Today is the 100th anniversary of Howard Carter poking his head into the 3,000-year-old tomb of Egyptian King Tutankhamen:
After World War I, Carter began an intensive search for Tutankhamen’s tomb and on November 4, 1922, discovered a step leading to its entrance. Lord Carnarvon rushed to Egypt, and on November 23 they broke through a mud-brick door, revealing the passageway that led to Tutankhamen’s tomb. There was evidence that robbers had entered the structure at some point, and the archaeologists feared they had discovered yet another pillaged tomb. However, on November 26 they broke through another door, and Carter leaned in with a candle to take a look. Behind him, Lord Carnarvon asked, “Can you see anything?” Carter replied, “Yes, wonderful things.”

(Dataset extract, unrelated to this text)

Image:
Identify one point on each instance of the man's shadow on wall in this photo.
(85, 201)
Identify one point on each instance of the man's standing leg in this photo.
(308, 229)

Thus began a monumental excavation process in which Carter carefully explored the four-room tomb over several years, uncovering an incredible collection of several thousand objects. In addition to numerous pieces of jewelry and gold, there was statuary, furniture, clothes, a chariot, weapons, and numerous other objects that shed a brilliant light on the culture and history of ancient Egypt. The most splendid find was a stone sarcophagus containing three coffins nested within each other. Inside the final coffin, made out of solid gold, was the mummified body of the boy-king Tutankhamen, preserved for 3,200 years. Most of these treasures are now housed in the Cairo Museum.
Skip ahead 50 years or so into my childhood when two brilliant bits of comedy emerged as the King Tut exhibit traveled through the US. The first needs no introduction, but gets one anyway:
The second came from architect and author David Macaulay, who imagined a future archaeologist finding a late-20th-century American "tomb" in the year CE 4022. If you can find a copy of Motel of the Mysteries, read the Howard Carter story and then Macaulay's take on it. It still cracks me up.